Drug Interactions between ezogabine and halofantrine

GENERALLY AVOID: Grapefruit juice may increase the plasma concentration of halofantrine. The mechanism is inhibition of CYP450 3A4-mediated first-pass metabolism in the gut wall by certain compounds present in grapefruits. After administration of 500 mg with 250 mL regular-strength grapefruit juice daily for 3 days, average halofantrine AUC increased 2.8-fold and peak plasma concentrations increased 3.2-fold, compared to water, in healthy subjects (n=12). QT interval prolongation increased from an average of 17 ms with water to 31 ms with grapefruit juice. Halofantrine, even at recommended doses, can cause dose-related prolongation of the QT interval, resulting in an elevated risk of potentially fatal ventricular arrhythmias including ventricular tachycardia and torsade de pointes.

ADJUST DOSING INTERVAL: The presence of food may increase the absorption and toxicity of halofantrine. Peak plasma concentrations increased seven-fold and AUC increased three-fold in healthy subjects when halofantrine was administered with high-fat food.

MANAGEMENT: The authors of the study recommend that grapefruit juice be avoided during halofantrine therapy. The manufacturer recommends performing an ECG before initiating halofantrine therapy and cardiac monitoring during and for 8 to 12 hours after completion of therapy. Halofantrine should be taken on an empty stomach at least 1 hour before or 2 hours after food.

GENERALLY AVOID: Alcohol may increase the plasma concentrations of ezogabine. In a study of healthy volunteers, the administration of ezogabine 200 mg in combination with ethanol 1g/kg (5 standard alcohol drinks) over 20 minutes resulted in an increase in the ezogabine peak plasma concentration (Cmax) and systemic exposure (AUC) by 23% and 37%, respectively.

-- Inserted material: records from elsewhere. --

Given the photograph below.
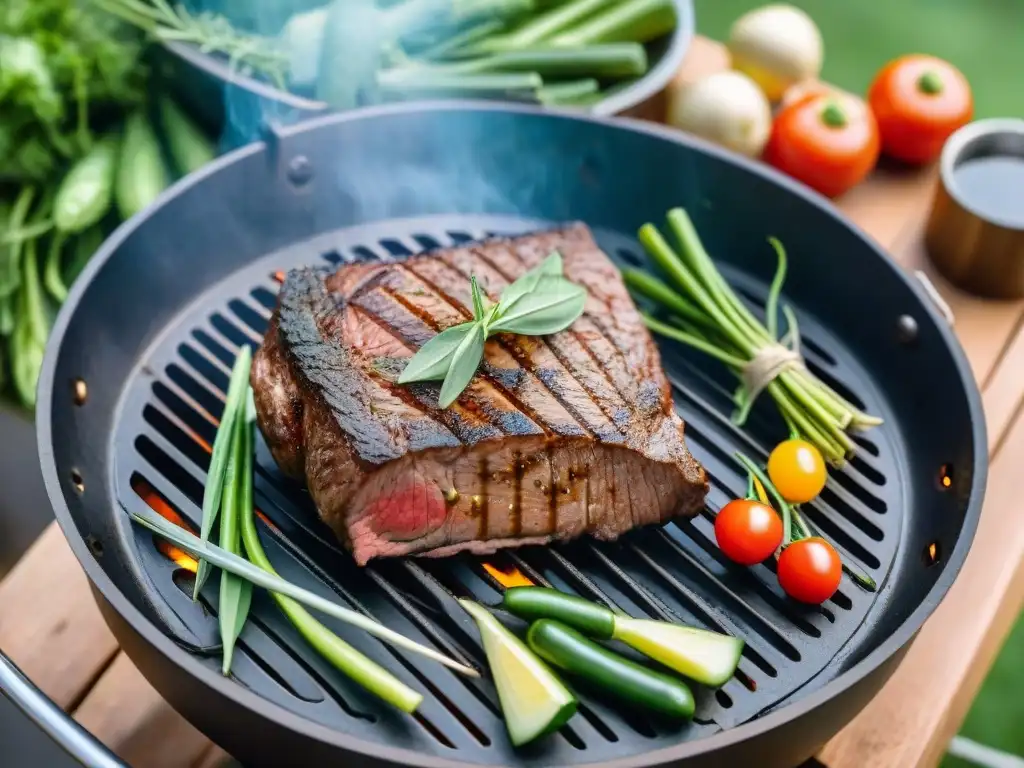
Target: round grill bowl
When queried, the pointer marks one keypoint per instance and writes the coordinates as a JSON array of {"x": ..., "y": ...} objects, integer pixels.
[
  {"x": 133, "y": 383},
  {"x": 211, "y": 87}
]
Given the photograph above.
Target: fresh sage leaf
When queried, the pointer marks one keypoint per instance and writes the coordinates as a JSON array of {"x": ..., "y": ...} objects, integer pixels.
[
  {"x": 478, "y": 300},
  {"x": 433, "y": 358},
  {"x": 464, "y": 364},
  {"x": 542, "y": 312},
  {"x": 219, "y": 456},
  {"x": 550, "y": 267},
  {"x": 540, "y": 302}
]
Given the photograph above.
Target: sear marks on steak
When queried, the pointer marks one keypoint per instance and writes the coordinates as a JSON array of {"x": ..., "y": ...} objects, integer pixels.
[{"x": 555, "y": 437}]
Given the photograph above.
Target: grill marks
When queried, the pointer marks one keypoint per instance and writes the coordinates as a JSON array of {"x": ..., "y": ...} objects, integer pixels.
[{"x": 543, "y": 412}]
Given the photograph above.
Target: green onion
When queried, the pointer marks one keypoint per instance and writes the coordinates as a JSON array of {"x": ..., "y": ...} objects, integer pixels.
[
  {"x": 545, "y": 26},
  {"x": 706, "y": 313},
  {"x": 347, "y": 659},
  {"x": 569, "y": 92},
  {"x": 636, "y": 20},
  {"x": 240, "y": 566},
  {"x": 421, "y": 82},
  {"x": 219, "y": 456},
  {"x": 607, "y": 60},
  {"x": 236, "y": 593}
]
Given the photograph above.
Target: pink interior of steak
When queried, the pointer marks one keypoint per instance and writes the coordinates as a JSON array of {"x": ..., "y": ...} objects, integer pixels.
[{"x": 554, "y": 437}]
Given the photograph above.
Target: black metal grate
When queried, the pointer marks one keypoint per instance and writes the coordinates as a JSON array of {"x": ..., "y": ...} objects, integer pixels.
[{"x": 673, "y": 572}]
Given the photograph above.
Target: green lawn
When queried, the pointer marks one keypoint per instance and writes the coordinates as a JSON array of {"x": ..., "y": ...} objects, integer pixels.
[{"x": 985, "y": 39}]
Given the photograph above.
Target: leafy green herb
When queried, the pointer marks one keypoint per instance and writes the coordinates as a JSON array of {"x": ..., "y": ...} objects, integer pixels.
[{"x": 540, "y": 302}]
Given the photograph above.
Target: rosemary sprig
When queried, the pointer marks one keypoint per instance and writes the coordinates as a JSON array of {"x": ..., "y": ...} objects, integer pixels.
[
  {"x": 540, "y": 302},
  {"x": 209, "y": 32}
]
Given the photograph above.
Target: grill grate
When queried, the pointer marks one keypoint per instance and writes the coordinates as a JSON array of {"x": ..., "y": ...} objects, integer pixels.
[{"x": 674, "y": 572}]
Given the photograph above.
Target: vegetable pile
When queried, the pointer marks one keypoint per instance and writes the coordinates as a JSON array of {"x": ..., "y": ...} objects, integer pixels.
[
  {"x": 826, "y": 138},
  {"x": 70, "y": 78},
  {"x": 353, "y": 52},
  {"x": 566, "y": 633},
  {"x": 698, "y": 308}
]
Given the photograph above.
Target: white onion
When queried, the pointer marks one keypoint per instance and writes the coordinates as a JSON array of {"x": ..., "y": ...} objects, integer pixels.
[{"x": 726, "y": 108}]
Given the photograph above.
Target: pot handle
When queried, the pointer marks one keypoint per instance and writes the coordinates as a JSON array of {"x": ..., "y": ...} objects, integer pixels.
[{"x": 59, "y": 726}]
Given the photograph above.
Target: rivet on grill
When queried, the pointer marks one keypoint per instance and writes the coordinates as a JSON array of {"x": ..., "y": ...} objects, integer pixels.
[
  {"x": 94, "y": 546},
  {"x": 945, "y": 476},
  {"x": 906, "y": 329},
  {"x": 81, "y": 391},
  {"x": 300, "y": 170}
]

Food does not significantly affect the bioavailability of ezogabine. According to the product labeling, high-fat food does not affect the extent to which ezogabine is absorbed, but increases peak plasma concentration (Cmax) by approximately 38% and delays the time to reach peak concentration (Tmax) by 0.75 hour.

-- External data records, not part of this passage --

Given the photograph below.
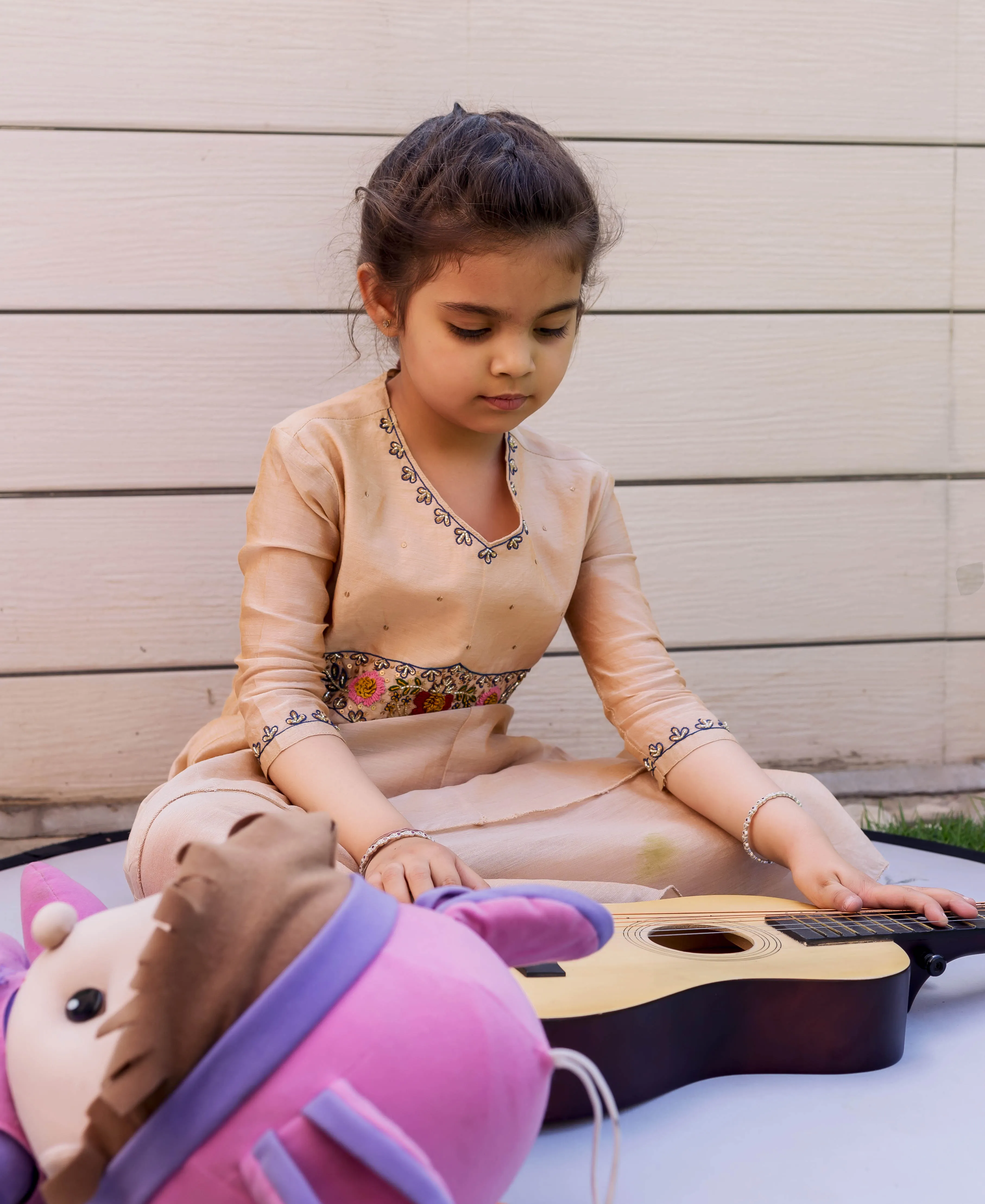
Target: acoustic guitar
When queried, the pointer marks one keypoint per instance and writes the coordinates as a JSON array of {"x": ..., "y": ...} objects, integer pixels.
[{"x": 695, "y": 988}]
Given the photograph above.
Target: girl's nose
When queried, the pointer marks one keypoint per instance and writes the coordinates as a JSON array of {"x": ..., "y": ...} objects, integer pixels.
[{"x": 513, "y": 359}]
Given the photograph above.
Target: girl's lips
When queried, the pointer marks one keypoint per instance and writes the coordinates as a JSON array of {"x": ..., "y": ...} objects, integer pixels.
[{"x": 506, "y": 400}]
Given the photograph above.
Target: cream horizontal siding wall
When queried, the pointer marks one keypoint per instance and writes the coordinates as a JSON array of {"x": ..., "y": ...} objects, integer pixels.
[{"x": 785, "y": 371}]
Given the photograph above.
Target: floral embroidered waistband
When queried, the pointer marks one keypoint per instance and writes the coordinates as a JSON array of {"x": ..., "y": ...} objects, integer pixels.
[{"x": 362, "y": 687}]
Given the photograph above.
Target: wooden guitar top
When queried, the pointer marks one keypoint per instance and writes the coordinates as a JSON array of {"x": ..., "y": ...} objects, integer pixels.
[{"x": 633, "y": 969}]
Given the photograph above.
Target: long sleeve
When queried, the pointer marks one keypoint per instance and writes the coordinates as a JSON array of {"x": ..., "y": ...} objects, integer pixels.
[
  {"x": 293, "y": 541},
  {"x": 641, "y": 689}
]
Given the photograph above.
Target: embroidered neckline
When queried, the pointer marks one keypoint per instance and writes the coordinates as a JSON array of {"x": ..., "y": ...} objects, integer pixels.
[
  {"x": 465, "y": 536},
  {"x": 676, "y": 736},
  {"x": 361, "y": 687},
  {"x": 292, "y": 720}
]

MANAGEMENT: In general, alcohol consumption should be avoided or limited during treatment with CNS-depressant agents. Patients should be advised of the potential for increased dose-related adverse reactions of ezogabine (e.g., dizziness, somnolence, nausea, constipation, urinary retention, blurred vision, memory impairment, tremor) when taken with alcohol, and to avoid hazardous activities that require mental alertness and motor coordination until they know how the medication affects them. Ezogabine can be taken with or without food.